Bugün Güvenlik Konseyi’nde yapılacak olanlar mevcut hukuka dayanmıyor. Bu, Avrupa ülkeleri ve ABD’nin hem bölgede hem de uluslararası kuruluşlarda uyguladığı ilişkiler ve baskıların sonucudur. Biz imzaladığımız anlaşmaya bağlı kaldık, fakat onu ihlal eden ABD oldu. Avrupalılar da taahhütlerini yerine getiremediler. Trump anlaşmayı yırttığında, Avrupa’dan ve diğer ülkelerden İran’a gelen şirketlerin çoğu ABD’den korktukları için ülkemizi terk etti ve Avrupa da hiçbir taahhüdünü yerine getirmedi. Şimdi ise, asıl ihlali yapanlar bizi yükümlülüklere uymayan taraf gibi göstermeye çalışıyor. Bu, dünyada uygulamak istedikleri “güç hukukunun” bir örneğidir ve İran konusunda da aynı yöntemi izliyorlar.

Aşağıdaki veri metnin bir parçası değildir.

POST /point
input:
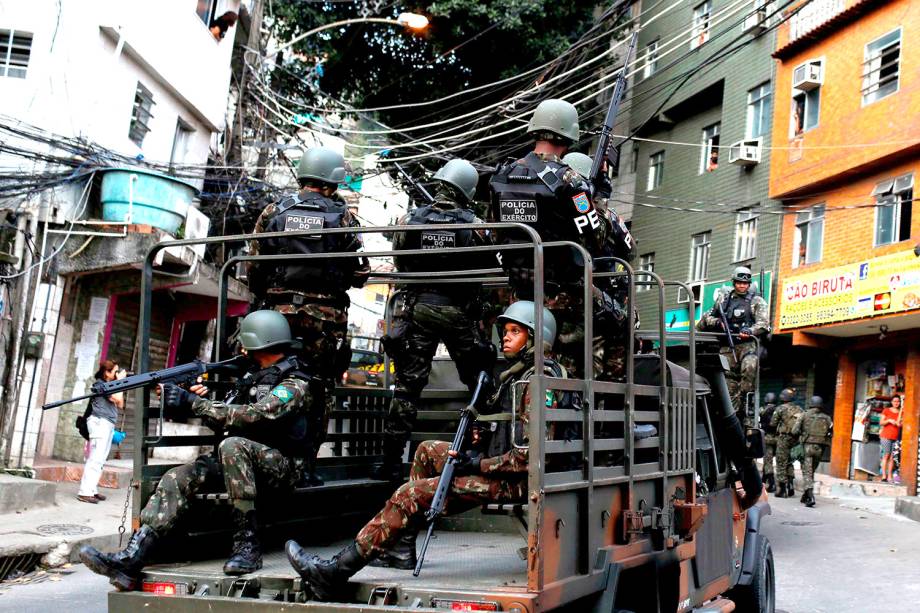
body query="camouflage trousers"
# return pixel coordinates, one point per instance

*Yakın zamanda Mısır’ın arabuluculuğuyla Uluslararası Atom Enerjisi Kurumu’yla bir anlaşmaya vardınız. UAEK Başkanı Rafael Grossi, ajans ekibinin Tahran’a doğru yola çıktığını duyurdu. Mısır’ın arabuluculuğunda sizinle UAEK arasında imzalanan bu anlaşmanın akıbetinin ne olacağını sormak istiyorum. Bu anlaşmanın bir sonuca ulaşması mümkün mü?

Avrupa ülkeleri snapback mekanizmasının aktive edilmemesi için bazı şartlar öne sürdü. Üç ana şart vardı: Birincisi, UAEK’nın nükleer tesislerimizi denetleyebilmesi. İkincisi, İran’ın ABD ile müzakereye başlaması. Üçüncüsü ise zenginleştirilmiş uranyum stokunun, özellikle %60 oranındaki uranyumun seyreltilmesi konusunda bir mutabakata varılmasıydı.

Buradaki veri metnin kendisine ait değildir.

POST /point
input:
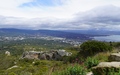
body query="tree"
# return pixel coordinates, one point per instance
(93, 47)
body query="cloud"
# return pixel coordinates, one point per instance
(60, 14)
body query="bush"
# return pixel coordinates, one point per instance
(74, 70)
(91, 62)
(92, 47)
(106, 71)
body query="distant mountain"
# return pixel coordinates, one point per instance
(95, 32)
(63, 34)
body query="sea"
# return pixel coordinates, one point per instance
(112, 38)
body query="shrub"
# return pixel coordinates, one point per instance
(74, 70)
(90, 62)
(106, 71)
(92, 47)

İran, UAEK ile Mısır’ın arabuluculuğunda bir anlaşmaya vardı ve işbirliği için bir çerçeve belirlendi. UAEK ile işbirliğine hazır olduğumuzu açıkladık. ABD ile müzakere konusunda da biz hazırdık, ama masaya oturmak istemeyen Amerika’ydı. %60 oranındaki uranyumun seyreltilmesi konusunda da bir sorun görmedik; bunu UAEK ile işbirliği veya görüşmeler çerçevesinde çözmeye hazırdık.
Biz hiçbir zaman nükleer silah peşinde olmadık ve değiliz; bölgede huzursuzluk yaratma amacımız da yoktur. Asıl bu tür girişimlerin peşinde olan siyonist rejimdir. Ne yazık ki, bütün bunlara ve İran’ın yükümlülüklerinin ötesine geçerek iyi niyet göstermesine rağmen, yine de yasa dışı şekilde Snapback süreci başlatıldı. Bu adım, Amerika’nın tavsiyesiyle atıldı, oysa İran her türlü işbirliğine hazırdı.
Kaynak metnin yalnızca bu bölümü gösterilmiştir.